JAX’s vmap: An Application of Speculative Decoding

In our recent work on a novel speculative decoding approach tailored for Apple Intelligence, we prototyped the idea using PyTorch. Programming the vectorized algorithm that samples token sequences from a draft model posed a slight challenge. We had to consider that for each prompt, we would sample a beam of multiple token sequences, and the input would be a batch of multiple prompts.

This inspires me to attempt writing the non-vectorized and comprehensible version of the code in JAX and using JAX’s vmap to automatically add the batch and beam dimensions. The trial was successful, as illustrated by the following code:

from typing import Tuple

import jax
import jax.numpy as jnp

d = 8  # hidden dim of llm
h = 4  # hidden dim of rnn
l = 3  # number of tokens drawn from rnn after the one from llm
w = 5  # beam width
b = 2  # batch size


def rnn_drafter(llm_state, rnn_state, input_token) -> Tuple[jax.Array, jax.Array]:
    """[d], [h], [] -> [h], []"""
    print(f"\nrnn_state=\n{rnn_state}")
    rnn_state = rnn_state + input_token
    return rnn_state, input_token + rnn_state.sum()

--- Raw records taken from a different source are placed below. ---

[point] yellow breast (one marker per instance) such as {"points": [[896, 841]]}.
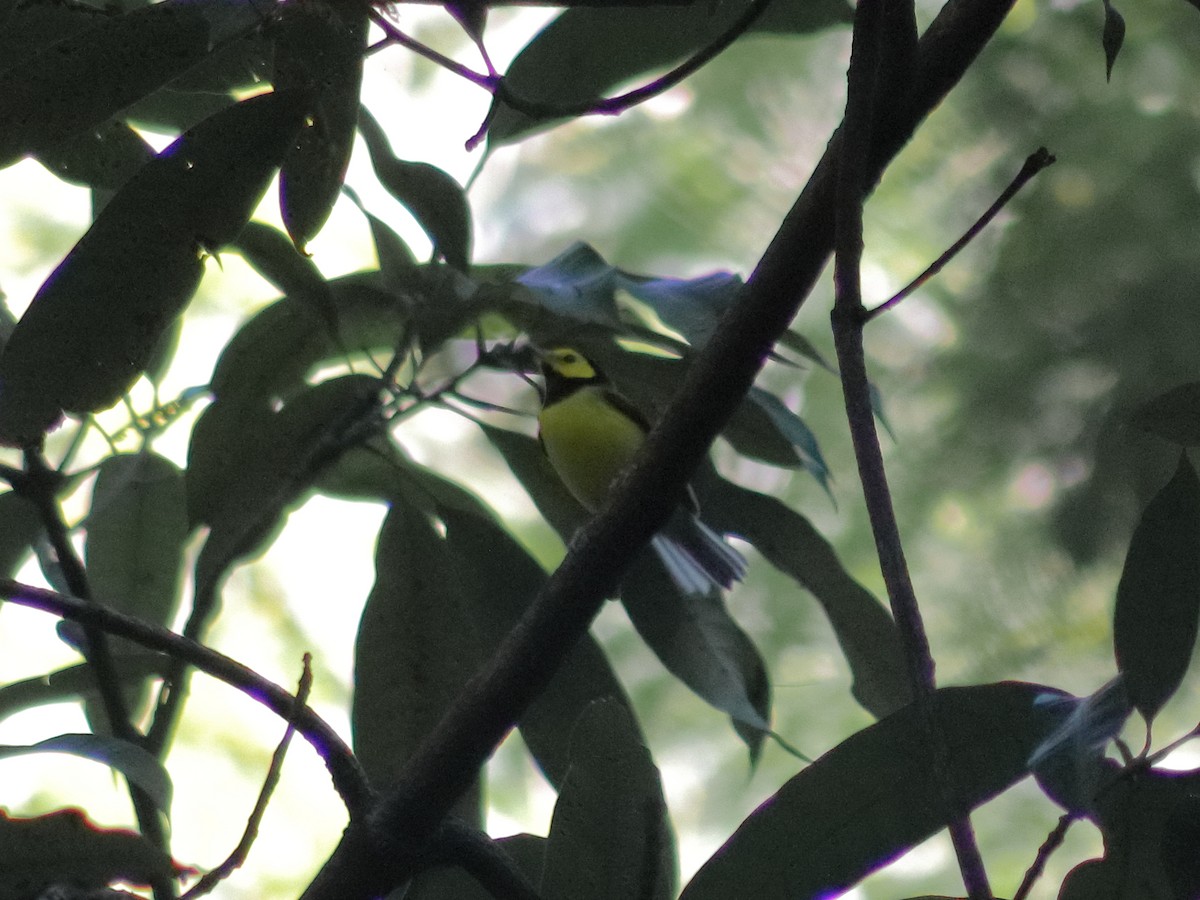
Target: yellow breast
{"points": [[588, 442]]}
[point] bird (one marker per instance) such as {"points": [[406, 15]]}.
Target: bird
{"points": [[591, 433]]}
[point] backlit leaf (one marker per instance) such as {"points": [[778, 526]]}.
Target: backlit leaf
{"points": [[1158, 598]]}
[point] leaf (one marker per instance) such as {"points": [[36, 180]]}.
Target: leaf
{"points": [[21, 526], [319, 47], [391, 251], [246, 468], [96, 321], [139, 767], [64, 846], [1174, 415], [415, 646], [796, 432], [610, 835], [135, 549], [76, 683], [436, 201], [586, 52], [1158, 598], [81, 82], [874, 796], [1138, 817], [789, 541], [1113, 39], [103, 157], [701, 645], [1071, 765], [25, 28]]}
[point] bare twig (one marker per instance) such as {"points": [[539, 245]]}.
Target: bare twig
{"points": [[1033, 163], [349, 780], [238, 857], [1053, 841], [868, 59]]}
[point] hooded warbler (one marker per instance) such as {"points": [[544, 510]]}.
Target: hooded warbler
{"points": [[591, 433]]}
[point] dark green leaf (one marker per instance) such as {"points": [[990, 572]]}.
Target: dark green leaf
{"points": [[1158, 598], [19, 528], [45, 852], [610, 837], [81, 82], [247, 467], [1174, 415], [874, 796], [135, 549], [76, 683], [95, 323], [436, 201], [105, 157], [701, 645], [34, 24], [139, 767], [1138, 815], [1113, 39], [415, 647], [319, 48], [586, 52], [789, 541]]}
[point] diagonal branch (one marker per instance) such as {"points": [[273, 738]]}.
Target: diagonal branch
{"points": [[371, 862]]}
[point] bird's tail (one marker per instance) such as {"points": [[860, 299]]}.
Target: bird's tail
{"points": [[696, 557]]}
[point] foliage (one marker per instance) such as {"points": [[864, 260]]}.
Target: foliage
{"points": [[316, 391]]}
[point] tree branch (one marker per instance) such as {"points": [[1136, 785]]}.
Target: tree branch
{"points": [[370, 863], [349, 780]]}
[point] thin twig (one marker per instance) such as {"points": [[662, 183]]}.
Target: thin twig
{"points": [[39, 486], [349, 780], [864, 79], [239, 855], [1035, 162], [1053, 841]]}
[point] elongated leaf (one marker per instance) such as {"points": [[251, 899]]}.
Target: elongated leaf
{"points": [[94, 324], [864, 629], [43, 852], [75, 683], [249, 467], [139, 767], [436, 201], [1158, 598], [874, 796], [19, 528], [25, 28], [103, 157], [610, 837], [319, 48], [81, 82], [700, 643], [135, 550], [415, 646], [586, 52]]}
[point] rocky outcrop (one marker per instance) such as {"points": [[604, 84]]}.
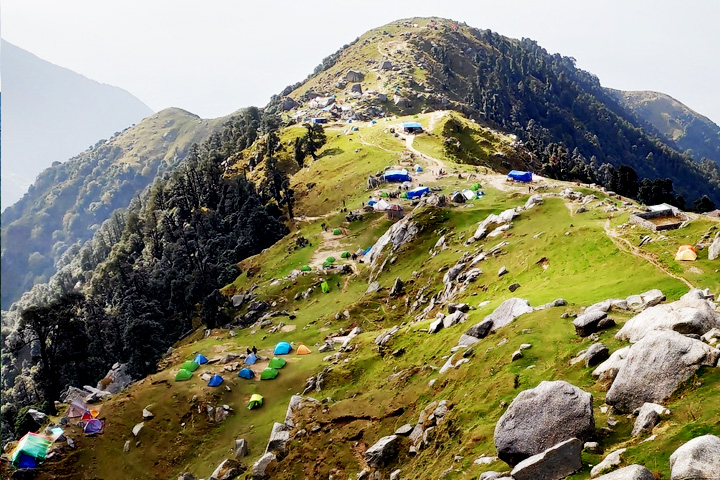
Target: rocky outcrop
{"points": [[655, 367], [692, 314], [698, 459], [542, 417], [631, 472], [383, 452], [554, 463]]}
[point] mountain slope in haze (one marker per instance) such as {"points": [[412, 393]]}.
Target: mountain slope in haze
{"points": [[70, 200], [562, 113], [675, 122], [51, 113]]}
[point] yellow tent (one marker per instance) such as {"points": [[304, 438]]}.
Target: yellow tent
{"points": [[686, 252]]}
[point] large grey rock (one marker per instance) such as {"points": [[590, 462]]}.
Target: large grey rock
{"points": [[228, 470], [508, 311], [475, 333], [279, 438], [714, 249], [596, 353], [554, 463], [631, 472], [698, 459], [655, 367], [607, 370], [261, 465], [587, 323], [542, 417], [645, 300], [691, 314], [383, 452]]}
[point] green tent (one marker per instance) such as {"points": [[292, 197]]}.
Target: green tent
{"points": [[255, 401], [31, 450], [190, 365], [277, 363], [269, 374]]}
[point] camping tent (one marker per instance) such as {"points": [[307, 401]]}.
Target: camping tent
{"points": [[183, 375], [269, 374], [686, 252], [277, 363], [283, 348], [190, 365], [93, 426], [31, 450], [76, 408], [255, 401], [417, 192], [520, 176], [397, 176], [381, 206]]}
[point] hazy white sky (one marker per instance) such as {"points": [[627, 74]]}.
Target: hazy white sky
{"points": [[212, 57]]}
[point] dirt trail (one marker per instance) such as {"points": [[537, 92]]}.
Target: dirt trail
{"points": [[624, 245]]}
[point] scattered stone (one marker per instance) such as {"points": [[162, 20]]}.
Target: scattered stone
{"points": [[554, 463], [596, 354], [698, 459], [655, 367], [383, 452], [610, 462], [542, 417]]}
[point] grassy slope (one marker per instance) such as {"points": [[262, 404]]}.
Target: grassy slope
{"points": [[584, 267]]}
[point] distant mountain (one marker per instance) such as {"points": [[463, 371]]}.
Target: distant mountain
{"points": [[676, 123], [50, 114], [69, 201]]}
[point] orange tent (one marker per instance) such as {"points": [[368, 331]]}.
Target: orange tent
{"points": [[686, 252]]}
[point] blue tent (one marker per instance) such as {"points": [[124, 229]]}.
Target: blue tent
{"points": [[520, 176], [215, 381], [397, 176], [418, 192], [282, 348]]}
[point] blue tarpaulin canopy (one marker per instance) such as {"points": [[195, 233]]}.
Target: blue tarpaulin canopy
{"points": [[417, 192], [282, 348], [520, 176], [397, 176]]}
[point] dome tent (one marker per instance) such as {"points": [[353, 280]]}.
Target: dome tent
{"points": [[256, 400], [215, 381], [277, 363], [190, 365], [269, 374], [282, 348]]}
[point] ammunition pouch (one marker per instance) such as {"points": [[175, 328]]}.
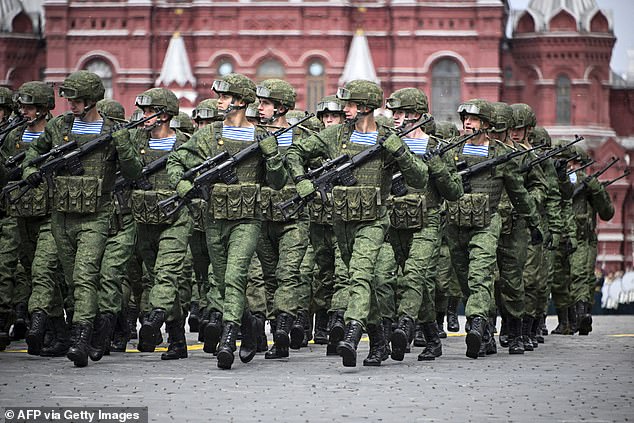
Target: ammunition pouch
{"points": [[35, 203], [408, 211], [356, 203], [77, 194], [145, 207], [233, 202], [470, 211]]}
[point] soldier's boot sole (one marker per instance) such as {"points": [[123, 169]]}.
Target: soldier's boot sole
{"points": [[399, 343]]}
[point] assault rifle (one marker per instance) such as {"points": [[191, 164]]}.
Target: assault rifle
{"points": [[65, 156], [582, 186], [220, 168], [548, 154], [399, 188], [477, 168], [340, 174]]}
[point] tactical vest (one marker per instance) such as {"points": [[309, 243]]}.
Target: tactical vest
{"points": [[474, 209], [145, 203], [241, 200], [87, 193], [36, 201]]}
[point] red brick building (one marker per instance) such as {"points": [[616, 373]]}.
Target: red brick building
{"points": [[557, 59]]}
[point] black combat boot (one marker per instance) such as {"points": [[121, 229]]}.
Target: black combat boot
{"points": [[400, 337], [133, 315], [150, 332], [433, 348], [35, 335], [440, 321], [515, 341], [419, 336], [347, 348], [194, 318], [321, 328], [563, 326], [475, 336], [377, 345], [177, 347], [213, 331], [584, 318], [59, 345], [227, 345], [297, 331], [249, 331], [102, 334], [453, 325], [80, 343]]}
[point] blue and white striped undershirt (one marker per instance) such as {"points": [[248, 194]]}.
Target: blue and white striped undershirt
{"points": [[164, 144], [285, 139], [237, 133], [417, 145], [364, 138], [476, 150], [86, 128], [29, 136]]}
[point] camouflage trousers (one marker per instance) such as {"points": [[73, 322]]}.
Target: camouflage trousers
{"points": [[231, 245], [81, 240], [360, 244], [417, 253], [163, 249], [473, 254], [281, 249]]}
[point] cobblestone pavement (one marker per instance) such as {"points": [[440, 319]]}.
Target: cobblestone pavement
{"points": [[567, 379]]}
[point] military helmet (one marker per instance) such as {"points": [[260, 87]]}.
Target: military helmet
{"points": [[277, 91], [446, 130], [523, 115], [236, 84], [159, 98], [363, 92], [502, 118], [477, 107], [207, 110], [82, 85], [6, 98], [538, 136], [111, 108], [410, 99], [182, 122], [36, 93], [329, 104]]}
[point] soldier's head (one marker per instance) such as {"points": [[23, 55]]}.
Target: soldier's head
{"points": [[206, 112], [157, 100], [525, 121], [235, 92], [408, 105], [6, 103], [330, 110], [183, 123], [82, 89], [361, 98], [501, 121], [276, 97], [111, 109], [35, 99]]}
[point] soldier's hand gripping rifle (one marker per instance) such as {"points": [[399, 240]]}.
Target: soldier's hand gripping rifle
{"points": [[65, 156], [548, 154], [222, 168], [477, 168], [340, 174], [399, 188], [584, 184]]}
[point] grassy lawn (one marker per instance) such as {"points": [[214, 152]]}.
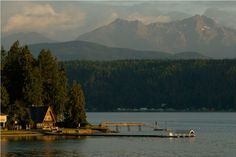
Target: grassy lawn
{"points": [[19, 132]]}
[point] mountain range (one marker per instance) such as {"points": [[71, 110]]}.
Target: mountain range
{"points": [[197, 33], [191, 38], [25, 38], [82, 50]]}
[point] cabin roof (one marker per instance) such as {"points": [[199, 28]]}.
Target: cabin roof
{"points": [[38, 113]]}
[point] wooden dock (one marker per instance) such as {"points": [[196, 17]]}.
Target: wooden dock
{"points": [[121, 135], [122, 124]]}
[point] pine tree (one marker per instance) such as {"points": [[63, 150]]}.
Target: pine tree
{"points": [[4, 99], [54, 82], [76, 106]]}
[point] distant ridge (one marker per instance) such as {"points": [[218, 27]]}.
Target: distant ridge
{"points": [[24, 38], [82, 50], [194, 34]]}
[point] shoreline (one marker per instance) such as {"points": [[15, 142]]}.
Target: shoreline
{"points": [[21, 133]]}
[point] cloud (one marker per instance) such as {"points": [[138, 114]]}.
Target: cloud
{"points": [[42, 17], [149, 19]]}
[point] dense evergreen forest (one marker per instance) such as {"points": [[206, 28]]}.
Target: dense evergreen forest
{"points": [[28, 82], [183, 85]]}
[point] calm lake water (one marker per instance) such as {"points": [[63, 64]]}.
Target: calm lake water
{"points": [[216, 137]]}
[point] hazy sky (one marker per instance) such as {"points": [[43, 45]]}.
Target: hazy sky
{"points": [[64, 20]]}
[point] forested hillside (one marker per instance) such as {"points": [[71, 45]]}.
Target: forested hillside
{"points": [[29, 82], [188, 85]]}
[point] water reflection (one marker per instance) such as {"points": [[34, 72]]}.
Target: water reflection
{"points": [[49, 146]]}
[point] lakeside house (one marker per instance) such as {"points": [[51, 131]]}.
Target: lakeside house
{"points": [[3, 120], [43, 117]]}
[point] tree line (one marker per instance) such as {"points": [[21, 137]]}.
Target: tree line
{"points": [[182, 85], [27, 82]]}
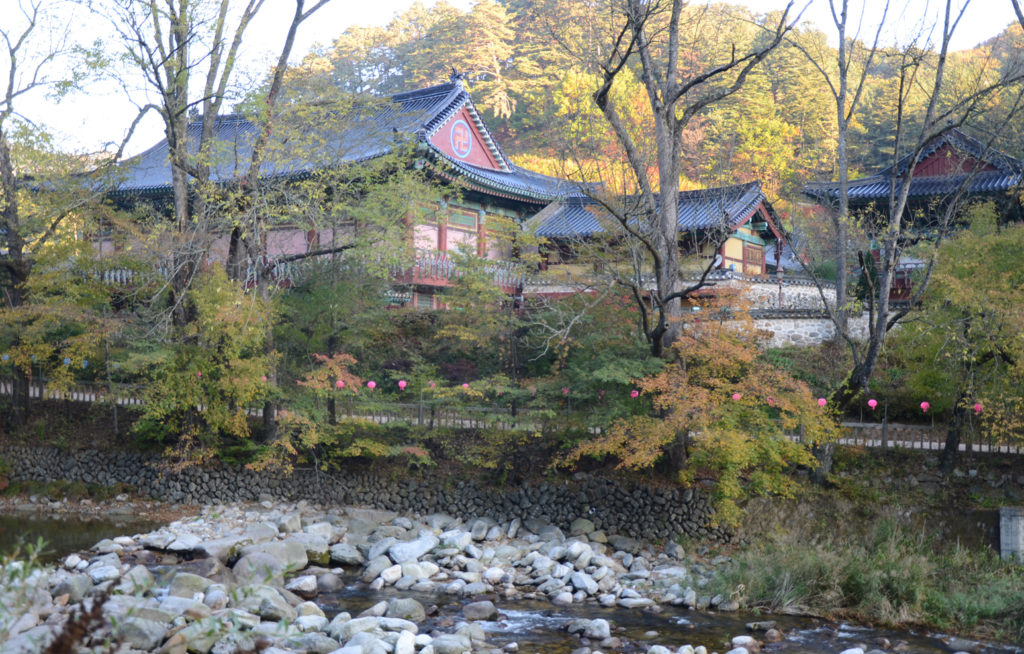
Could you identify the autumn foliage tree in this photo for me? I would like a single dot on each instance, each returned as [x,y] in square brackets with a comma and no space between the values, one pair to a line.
[967,349]
[723,413]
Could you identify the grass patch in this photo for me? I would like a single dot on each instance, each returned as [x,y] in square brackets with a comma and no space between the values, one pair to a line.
[72,490]
[891,575]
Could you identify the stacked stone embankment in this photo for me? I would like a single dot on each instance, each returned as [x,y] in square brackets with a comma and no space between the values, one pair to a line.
[616,507]
[258,578]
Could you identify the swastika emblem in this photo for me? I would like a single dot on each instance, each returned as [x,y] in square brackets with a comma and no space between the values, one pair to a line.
[462,139]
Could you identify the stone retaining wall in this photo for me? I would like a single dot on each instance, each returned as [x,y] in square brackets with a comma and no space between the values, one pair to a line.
[632,510]
[805,331]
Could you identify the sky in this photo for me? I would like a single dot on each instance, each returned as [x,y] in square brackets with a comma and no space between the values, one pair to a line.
[94,120]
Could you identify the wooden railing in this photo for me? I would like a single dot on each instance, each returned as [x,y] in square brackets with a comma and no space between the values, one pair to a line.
[434,415]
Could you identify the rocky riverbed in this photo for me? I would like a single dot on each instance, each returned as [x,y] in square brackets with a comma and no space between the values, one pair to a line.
[267,577]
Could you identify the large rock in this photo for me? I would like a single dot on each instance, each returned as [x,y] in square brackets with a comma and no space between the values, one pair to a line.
[480,611]
[258,567]
[347,629]
[581,526]
[311,644]
[407,609]
[317,549]
[187,607]
[140,634]
[406,644]
[101,573]
[598,629]
[224,549]
[413,550]
[451,644]
[583,581]
[184,542]
[391,574]
[346,555]
[375,567]
[203,635]
[290,553]
[456,538]
[75,585]
[136,580]
[304,586]
[186,584]
[260,600]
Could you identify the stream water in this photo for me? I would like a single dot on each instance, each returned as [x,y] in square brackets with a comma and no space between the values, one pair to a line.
[537,626]
[541,627]
[64,535]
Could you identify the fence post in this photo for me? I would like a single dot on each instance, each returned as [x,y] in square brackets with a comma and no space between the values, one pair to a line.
[885,426]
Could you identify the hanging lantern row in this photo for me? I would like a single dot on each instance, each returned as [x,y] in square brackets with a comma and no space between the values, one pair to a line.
[871,403]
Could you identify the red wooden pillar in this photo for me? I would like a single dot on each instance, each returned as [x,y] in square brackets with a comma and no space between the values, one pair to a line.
[481,233]
[442,227]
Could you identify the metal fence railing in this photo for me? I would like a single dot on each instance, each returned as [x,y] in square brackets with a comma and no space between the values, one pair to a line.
[435,415]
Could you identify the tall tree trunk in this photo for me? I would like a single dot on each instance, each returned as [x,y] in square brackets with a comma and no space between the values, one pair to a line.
[953,434]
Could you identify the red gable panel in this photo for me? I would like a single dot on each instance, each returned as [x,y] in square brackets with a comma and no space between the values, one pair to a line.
[460,139]
[947,161]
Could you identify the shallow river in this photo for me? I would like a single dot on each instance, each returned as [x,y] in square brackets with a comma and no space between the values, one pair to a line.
[540,626]
[537,626]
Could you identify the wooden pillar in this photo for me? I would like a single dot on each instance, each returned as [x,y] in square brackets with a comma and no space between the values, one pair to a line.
[442,226]
[481,233]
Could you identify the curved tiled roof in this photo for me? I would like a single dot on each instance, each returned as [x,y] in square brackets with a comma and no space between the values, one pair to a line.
[1008,173]
[582,216]
[416,114]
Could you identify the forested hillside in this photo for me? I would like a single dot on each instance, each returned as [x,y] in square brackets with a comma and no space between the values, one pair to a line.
[531,66]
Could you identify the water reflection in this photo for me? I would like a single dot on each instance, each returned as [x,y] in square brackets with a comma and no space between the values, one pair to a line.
[64,535]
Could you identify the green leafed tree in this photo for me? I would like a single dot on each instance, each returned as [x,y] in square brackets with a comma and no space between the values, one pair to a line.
[49,202]
[967,348]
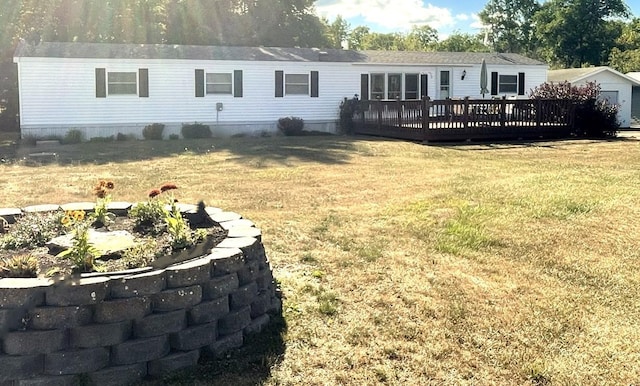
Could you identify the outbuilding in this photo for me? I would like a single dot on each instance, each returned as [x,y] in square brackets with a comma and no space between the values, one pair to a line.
[105,89]
[615,87]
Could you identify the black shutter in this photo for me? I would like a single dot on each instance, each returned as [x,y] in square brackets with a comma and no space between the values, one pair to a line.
[101,88]
[364,87]
[199,83]
[424,85]
[494,83]
[279,84]
[237,83]
[143,83]
[314,84]
[521,83]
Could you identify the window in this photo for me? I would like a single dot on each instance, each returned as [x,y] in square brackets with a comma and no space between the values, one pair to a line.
[411,86]
[377,86]
[296,84]
[508,84]
[395,86]
[610,97]
[445,84]
[219,83]
[122,83]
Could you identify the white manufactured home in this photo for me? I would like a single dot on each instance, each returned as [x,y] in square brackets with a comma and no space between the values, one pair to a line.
[105,89]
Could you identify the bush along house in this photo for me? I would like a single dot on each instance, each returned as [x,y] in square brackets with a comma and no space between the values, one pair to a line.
[105,89]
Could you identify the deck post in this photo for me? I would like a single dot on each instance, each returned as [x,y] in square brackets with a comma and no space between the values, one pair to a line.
[399,105]
[379,104]
[425,117]
[503,111]
[465,113]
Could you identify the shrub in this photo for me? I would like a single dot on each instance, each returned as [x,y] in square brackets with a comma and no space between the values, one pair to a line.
[291,126]
[33,229]
[110,138]
[124,137]
[29,140]
[22,265]
[196,130]
[594,118]
[348,108]
[153,131]
[73,136]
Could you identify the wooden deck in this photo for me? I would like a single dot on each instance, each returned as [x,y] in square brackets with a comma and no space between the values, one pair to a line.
[465,119]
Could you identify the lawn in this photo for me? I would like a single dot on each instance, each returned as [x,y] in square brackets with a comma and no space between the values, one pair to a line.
[406,264]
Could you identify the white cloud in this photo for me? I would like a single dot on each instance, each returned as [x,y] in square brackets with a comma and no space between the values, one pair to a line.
[396,15]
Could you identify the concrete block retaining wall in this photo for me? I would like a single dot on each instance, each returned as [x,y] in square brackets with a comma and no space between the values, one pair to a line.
[115,329]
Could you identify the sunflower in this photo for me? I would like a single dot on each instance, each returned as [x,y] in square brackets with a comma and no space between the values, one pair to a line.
[154,193]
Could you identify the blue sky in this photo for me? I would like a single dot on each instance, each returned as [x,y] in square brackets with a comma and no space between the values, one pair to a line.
[446,16]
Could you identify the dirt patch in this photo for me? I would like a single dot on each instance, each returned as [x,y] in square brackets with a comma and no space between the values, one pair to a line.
[149,246]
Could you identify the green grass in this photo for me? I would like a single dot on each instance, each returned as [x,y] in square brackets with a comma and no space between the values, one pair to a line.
[405,264]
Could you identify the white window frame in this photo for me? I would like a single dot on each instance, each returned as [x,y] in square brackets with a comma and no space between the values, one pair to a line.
[375,93]
[116,83]
[395,93]
[407,91]
[512,86]
[211,85]
[294,84]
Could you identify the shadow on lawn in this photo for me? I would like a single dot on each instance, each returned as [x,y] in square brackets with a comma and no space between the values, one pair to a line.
[249,365]
[330,149]
[557,144]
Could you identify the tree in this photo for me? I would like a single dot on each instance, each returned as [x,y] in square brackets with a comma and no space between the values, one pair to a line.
[338,32]
[384,41]
[421,38]
[574,33]
[357,37]
[625,61]
[594,117]
[509,23]
[462,42]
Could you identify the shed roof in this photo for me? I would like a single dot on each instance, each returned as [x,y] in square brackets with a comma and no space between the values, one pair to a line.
[190,52]
[572,75]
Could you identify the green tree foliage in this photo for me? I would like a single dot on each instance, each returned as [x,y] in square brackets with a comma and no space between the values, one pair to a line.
[357,37]
[462,42]
[626,56]
[421,38]
[225,22]
[337,32]
[594,117]
[509,23]
[574,33]
[625,61]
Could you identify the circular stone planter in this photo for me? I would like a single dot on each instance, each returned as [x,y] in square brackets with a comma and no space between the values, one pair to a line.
[119,327]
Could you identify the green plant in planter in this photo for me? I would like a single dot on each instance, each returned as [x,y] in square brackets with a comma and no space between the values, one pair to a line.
[82,253]
[150,213]
[33,230]
[290,126]
[23,265]
[153,131]
[161,213]
[103,197]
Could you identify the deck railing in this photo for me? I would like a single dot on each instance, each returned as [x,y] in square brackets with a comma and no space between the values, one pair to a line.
[458,119]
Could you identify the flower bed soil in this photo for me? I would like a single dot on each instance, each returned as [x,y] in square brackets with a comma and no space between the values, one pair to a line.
[49,264]
[119,327]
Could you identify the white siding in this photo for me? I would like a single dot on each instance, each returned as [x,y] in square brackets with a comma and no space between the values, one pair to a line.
[611,82]
[59,94]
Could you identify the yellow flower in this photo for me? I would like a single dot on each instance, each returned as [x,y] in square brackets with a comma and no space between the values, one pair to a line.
[66,220]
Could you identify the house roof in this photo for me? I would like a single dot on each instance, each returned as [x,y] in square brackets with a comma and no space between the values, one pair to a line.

def sample_seq(llm_state, llm_token) -> jax.Array:
    """[h], [] -> [l]"""
    token = llm_token
    rnn_state = jnp.zeros((h,))
    seq = jnp.array([token], dtype=jnp.int32)
    for _ in range(l):
        rnn_state, token = rnn_drafter(llm_state, rnn_state, token)
        seq = jnp.append(seq, token)
    return seq


def test_sample_seq():
    llm_state, llm_token = jnp.zeros((d,)), jnp.array([100], dtype=jnp.int32)
    assert jnp.all(sample_seq(llm_state, llm_token) == jnp.arange(100, 100 + l + 1))


def test_sample_beam():
    llm_state, llm_token = jnp.zeros((d,)), jnp.arange(0, w * 100, 100)
    assert jnp.all(
        jax.vmap(sample_seq, in_axes=(None, 0), out_axes=0)(llm_state, llm_token)
        == jnp.array([[0, 0, 0, 0], [100, 500, 2900, 16900], [200, 1000, 5800, 33800]])
    )


def test_sample_beam_batched():
    llm_state, rnn_state = (
        jnp.zeros((b, d)),
        jnp.zeros((b, w, h)),
    )
    llm_token = jnp.tile(jnp.arange(0, w * 100, 100), (b, 1))
    assert jnp.all(
        jax.vmap(jax.vmap(sample_seq, in_axes=(None, 0), out_axes=0), in_axes=(0, 0), out_axes=0)(
            llm_state, llm_token
        )
        == jnp.array([[[0, 0, 0, 0], [100, 500, 2900, 16900], [200, 1000, 5800, 33800]]] * 2)
    )

An further improvement is to replace the Python loop in sample_seq with jax.lax.fori_loop, which could be JIT-compiled.